Finding a mysterious novel at her bedside plunges documentary filmmaker Catherine Ravenscroft into a living nightmare. Though ostensibly fiction, The Perfect Stranger recreates in vivid, unmistakable detail the terrible day Catherine became hostage to a dark secret, a secret that only one other person knew–and that person is dead.
Now that the past is catching up with her, Catherine’s world is falling apart. Her only hope is to confront what really happened on that awful day even if the shocking truth might destroy her.
I had been wanting to read Disclaimer ever since reading some really good reviews last year. Plus, I loved the concept – it sounded different (well somewhat – there was still a deep, dark, secret to be discovered as in the majority of books I read!).
I am pleased to say I wasn’t disappointed. This is a debut novel and well written and plotted. The idea of a novel about a novel is clever and shows how easily fact and fiction can be distorted. I was gripped from the beginning, with Renee Knight getting straight into the action and speeding along to a conclusion I didn’t see coming (well not till it was almost too late to feel any level of smugness for having figured out the secret).

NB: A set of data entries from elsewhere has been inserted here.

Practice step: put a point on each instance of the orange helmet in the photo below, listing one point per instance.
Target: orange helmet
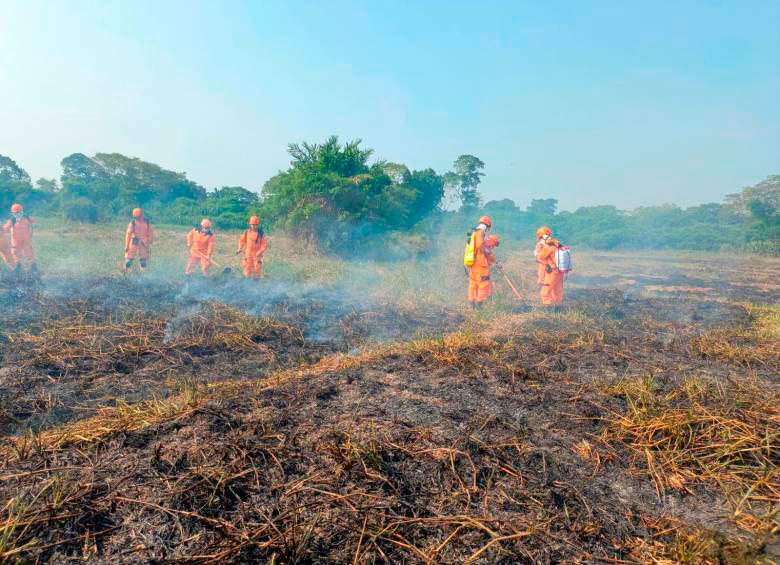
(542, 231)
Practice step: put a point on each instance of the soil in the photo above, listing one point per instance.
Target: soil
(486, 444)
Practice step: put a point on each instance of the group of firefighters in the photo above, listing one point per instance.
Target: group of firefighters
(550, 274)
(253, 243)
(200, 241)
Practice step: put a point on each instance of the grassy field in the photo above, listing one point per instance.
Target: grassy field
(359, 412)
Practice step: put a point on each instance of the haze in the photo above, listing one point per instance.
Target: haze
(597, 103)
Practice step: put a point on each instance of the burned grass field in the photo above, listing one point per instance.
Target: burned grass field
(147, 421)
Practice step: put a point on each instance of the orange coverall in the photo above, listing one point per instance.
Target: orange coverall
(201, 247)
(141, 231)
(21, 240)
(540, 271)
(552, 288)
(253, 244)
(480, 285)
(5, 250)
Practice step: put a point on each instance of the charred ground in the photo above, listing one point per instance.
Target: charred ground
(145, 421)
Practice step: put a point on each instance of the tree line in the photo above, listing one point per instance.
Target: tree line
(333, 193)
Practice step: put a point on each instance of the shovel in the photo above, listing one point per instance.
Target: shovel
(225, 270)
(509, 282)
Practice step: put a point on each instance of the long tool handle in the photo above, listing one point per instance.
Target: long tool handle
(509, 282)
(208, 258)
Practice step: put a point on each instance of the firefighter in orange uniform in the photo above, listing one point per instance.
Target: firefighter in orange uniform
(253, 243)
(480, 287)
(542, 235)
(552, 289)
(138, 241)
(200, 240)
(20, 228)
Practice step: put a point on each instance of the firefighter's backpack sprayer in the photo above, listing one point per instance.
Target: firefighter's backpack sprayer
(470, 252)
(563, 259)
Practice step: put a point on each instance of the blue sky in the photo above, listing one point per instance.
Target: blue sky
(623, 103)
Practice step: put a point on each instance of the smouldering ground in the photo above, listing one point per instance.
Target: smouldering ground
(361, 413)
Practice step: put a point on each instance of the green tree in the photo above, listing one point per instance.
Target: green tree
(15, 184)
(542, 208)
(465, 179)
(332, 192)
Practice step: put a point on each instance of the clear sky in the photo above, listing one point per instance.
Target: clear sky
(625, 103)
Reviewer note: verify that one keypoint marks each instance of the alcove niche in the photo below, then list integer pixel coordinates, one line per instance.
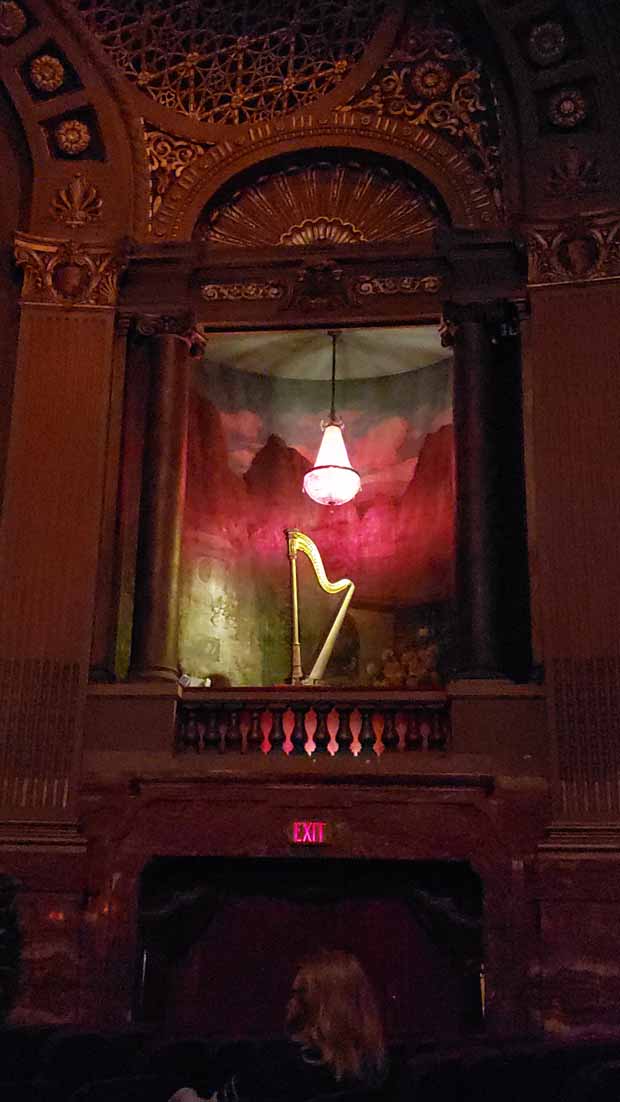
(256, 409)
(219, 940)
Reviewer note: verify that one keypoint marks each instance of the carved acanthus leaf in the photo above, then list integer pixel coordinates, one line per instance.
(77, 204)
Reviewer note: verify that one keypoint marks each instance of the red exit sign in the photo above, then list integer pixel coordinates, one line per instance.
(308, 832)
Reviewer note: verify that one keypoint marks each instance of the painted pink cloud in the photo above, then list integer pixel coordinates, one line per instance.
(243, 423)
(379, 447)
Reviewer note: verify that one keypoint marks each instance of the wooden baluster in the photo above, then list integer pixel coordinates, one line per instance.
(401, 727)
(390, 733)
(344, 736)
(223, 730)
(187, 736)
(245, 727)
(333, 725)
(254, 737)
(413, 732)
(436, 734)
(234, 737)
(322, 734)
(267, 727)
(278, 726)
(298, 735)
(367, 733)
(210, 737)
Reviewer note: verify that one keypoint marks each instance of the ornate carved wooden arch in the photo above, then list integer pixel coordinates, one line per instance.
(468, 201)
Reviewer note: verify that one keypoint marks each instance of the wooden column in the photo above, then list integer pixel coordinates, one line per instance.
(490, 527)
(51, 520)
(154, 649)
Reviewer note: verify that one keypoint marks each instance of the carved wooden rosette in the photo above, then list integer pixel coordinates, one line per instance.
(67, 272)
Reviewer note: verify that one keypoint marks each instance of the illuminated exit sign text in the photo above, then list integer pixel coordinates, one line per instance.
(308, 832)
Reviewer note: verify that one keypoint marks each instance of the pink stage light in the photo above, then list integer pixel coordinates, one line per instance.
(332, 481)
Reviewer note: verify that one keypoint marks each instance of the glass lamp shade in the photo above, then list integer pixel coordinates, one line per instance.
(332, 481)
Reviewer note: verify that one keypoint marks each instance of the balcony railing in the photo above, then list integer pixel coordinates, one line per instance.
(312, 721)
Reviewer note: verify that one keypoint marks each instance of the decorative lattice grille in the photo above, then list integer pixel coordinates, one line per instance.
(234, 61)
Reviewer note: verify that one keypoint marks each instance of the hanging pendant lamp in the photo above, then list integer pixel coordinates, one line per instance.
(332, 481)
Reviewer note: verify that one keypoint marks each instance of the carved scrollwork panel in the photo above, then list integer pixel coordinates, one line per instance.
(431, 79)
(68, 273)
(577, 250)
(167, 159)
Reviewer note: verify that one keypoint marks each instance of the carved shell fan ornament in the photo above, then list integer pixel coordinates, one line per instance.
(322, 204)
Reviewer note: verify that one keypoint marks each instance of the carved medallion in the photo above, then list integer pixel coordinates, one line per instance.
(230, 62)
(76, 204)
(73, 137)
(547, 43)
(47, 73)
(431, 79)
(343, 202)
(67, 273)
(567, 108)
(12, 20)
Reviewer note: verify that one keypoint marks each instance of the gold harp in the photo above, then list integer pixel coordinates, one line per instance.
(297, 541)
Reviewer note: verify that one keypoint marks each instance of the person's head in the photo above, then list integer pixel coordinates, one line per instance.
(333, 1009)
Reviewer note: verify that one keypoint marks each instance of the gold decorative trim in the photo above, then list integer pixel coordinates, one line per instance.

Catherine isn’t he most likeable person and her husband made me mad pretty much from the moment he found out what was happening but that didn’t put me off because my sympathy for the person who is, technically, the bad guy. I understood his motives, even if I didn’t agree with his actions. It meant I wanted to know what happened to everyone involved in the end and that – as a result – I loved this book. Highly recommended!